Hot to Trot
What to do with a crisper drawer full of odds and ends that weren’t thrown into some other dish this during the week? Well, if it were a chilly autumn Saturday afternoon, I would have most eagerly put on a pot of stew to simmer. But since it’s still August and keeping the stove on for more than 20 minutes means a torturous death, I thought I’d try something else.
D pesters me on an almost daily basis now to make something for him and not for the blog. You see, as dear a man as he is, he doesn’t have the most wide ranging of tastes. So most of the dishes I prepare to post on the blog are to “exotic” for his preferences. So is that I sometimes feel like I need to find more kid-friendly recipes to put on here. Not that I’m trying to sucker punch him by making reference to kids…it’s just that his level of pickiness as an eater rivals that of a 10 year-old’s. So when I came across this recipe in one of my most dog-earred cookbooks, I knew that despite it’s odd greek name, it’d be the perfect dish to get D to eat his veggies. And to clear out my crisper drawer.
I’ve done zucchini fritters on here earlier this summer, but those were more like a crab cake than these easy greek-style fried slices. The process couldn’t be simpler, and it worked just as well on eggplant as it did zucchini. Apparently the dunking of the vegetables in cold water just before frying is what creates the nice crispy outer layer – almost tempura-like in look and taste. My best piece of advice is to eat them as fast as you can though. The hotter they are, the tastier. Once they cool, they’re kinda boring. But when they’re hot, oh baby!
Kolokithi Tiganito (Greek Zucchini/Squash Fritters)
Adapted from Madhur Jaffrey’s World Vegetarian
1 medium zucchini
1 medium summer squash
1 medium eggplant
*or just use one variety of the above if you’d like
1 t. salt
1 c. all-purpose flour
pinch of salt and pepper
3/4 c. peanut or canola oil for frying
Slice vegetables into thin rounds, about 1/3 inch thick. Put them in a bowl and sprinkle generously with 1 teaspoon of salt. Toss to coat evenly and allow to sit for about an hour. Drain thoroughly and spread slices in a sinlge layer on paper towel. Cover tops with more paper towel and press to dry completely.

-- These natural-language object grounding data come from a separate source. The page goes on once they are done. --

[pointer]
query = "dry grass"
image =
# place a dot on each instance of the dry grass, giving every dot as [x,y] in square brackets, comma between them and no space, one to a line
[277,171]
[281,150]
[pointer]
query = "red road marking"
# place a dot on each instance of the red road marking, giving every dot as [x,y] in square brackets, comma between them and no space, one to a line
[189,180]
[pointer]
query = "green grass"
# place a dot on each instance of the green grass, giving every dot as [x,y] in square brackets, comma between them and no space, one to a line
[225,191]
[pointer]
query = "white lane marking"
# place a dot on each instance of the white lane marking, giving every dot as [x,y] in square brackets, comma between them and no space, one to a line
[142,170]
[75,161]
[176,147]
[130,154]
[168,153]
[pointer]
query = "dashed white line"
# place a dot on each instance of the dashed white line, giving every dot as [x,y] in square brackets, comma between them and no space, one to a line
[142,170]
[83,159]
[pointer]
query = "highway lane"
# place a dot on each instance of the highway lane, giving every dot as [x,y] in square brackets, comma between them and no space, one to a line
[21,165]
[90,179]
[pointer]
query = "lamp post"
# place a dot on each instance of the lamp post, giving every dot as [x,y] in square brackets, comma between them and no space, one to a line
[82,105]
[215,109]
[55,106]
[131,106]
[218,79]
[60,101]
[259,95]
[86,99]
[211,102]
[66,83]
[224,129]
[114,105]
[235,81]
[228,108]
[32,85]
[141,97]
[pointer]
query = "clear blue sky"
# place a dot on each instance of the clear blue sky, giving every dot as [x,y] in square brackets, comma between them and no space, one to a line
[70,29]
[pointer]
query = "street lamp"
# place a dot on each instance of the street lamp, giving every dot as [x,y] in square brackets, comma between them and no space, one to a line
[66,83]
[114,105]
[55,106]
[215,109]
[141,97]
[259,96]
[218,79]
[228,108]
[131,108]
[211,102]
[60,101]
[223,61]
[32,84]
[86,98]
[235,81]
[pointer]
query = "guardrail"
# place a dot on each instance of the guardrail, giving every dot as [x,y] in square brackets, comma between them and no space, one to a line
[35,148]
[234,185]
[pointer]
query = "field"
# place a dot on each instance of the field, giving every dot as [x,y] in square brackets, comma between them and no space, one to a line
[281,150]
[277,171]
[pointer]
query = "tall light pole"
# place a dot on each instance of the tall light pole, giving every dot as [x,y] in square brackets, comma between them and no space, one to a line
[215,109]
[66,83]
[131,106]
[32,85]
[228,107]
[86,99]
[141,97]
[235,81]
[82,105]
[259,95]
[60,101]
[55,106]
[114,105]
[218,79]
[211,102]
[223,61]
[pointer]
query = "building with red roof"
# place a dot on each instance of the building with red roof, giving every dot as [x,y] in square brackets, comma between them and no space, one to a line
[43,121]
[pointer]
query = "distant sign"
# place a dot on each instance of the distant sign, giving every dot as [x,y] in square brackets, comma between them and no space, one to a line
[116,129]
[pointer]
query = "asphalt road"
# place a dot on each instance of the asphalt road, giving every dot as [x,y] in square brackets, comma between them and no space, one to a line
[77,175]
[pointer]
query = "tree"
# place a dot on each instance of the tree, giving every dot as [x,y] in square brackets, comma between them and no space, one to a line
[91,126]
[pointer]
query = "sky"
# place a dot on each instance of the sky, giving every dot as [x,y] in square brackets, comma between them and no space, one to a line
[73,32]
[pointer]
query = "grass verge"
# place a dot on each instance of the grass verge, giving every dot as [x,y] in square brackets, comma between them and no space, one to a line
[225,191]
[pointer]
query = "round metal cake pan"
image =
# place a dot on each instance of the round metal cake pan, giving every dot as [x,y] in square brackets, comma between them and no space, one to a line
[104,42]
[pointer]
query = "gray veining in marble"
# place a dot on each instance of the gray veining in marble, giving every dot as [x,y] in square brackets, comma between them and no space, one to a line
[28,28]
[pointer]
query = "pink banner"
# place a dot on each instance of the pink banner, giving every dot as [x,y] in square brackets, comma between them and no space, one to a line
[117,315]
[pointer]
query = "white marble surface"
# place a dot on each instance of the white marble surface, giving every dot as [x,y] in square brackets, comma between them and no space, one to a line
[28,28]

Combine flour with pinch of salt and pepper on a large shallow plate. In a large cereal bowl, place a cup or more of cold tap water. Begin assembling fritters by dredging vegetable slices in flour and putting to the side until all slices are coated in flour. Put oil in skillet over high heat. When oil is good and hot, dunk each flour-coated slice of vegetable very quickly in the cold water before place carefully in the hot oil (be careful as the oil will “spit” at you). Add only as many vegetables will fit in a single layer in the skillet. Allow to fry on one side for 3 minutes or so until golden brown (they will brown so give them a bit longer if they are still pale after 3 minutes). Flip over and allow the other side to brown.
Remove fritters from skillet with a slotted spoon or “spider” and drain on a plate covered with paper towel. Repeat the process until all fritters are fried. Sprinkle plate of hot fritters with a generous pinch of coarse salt and serve immediately with ketcup or greek-style yogurt.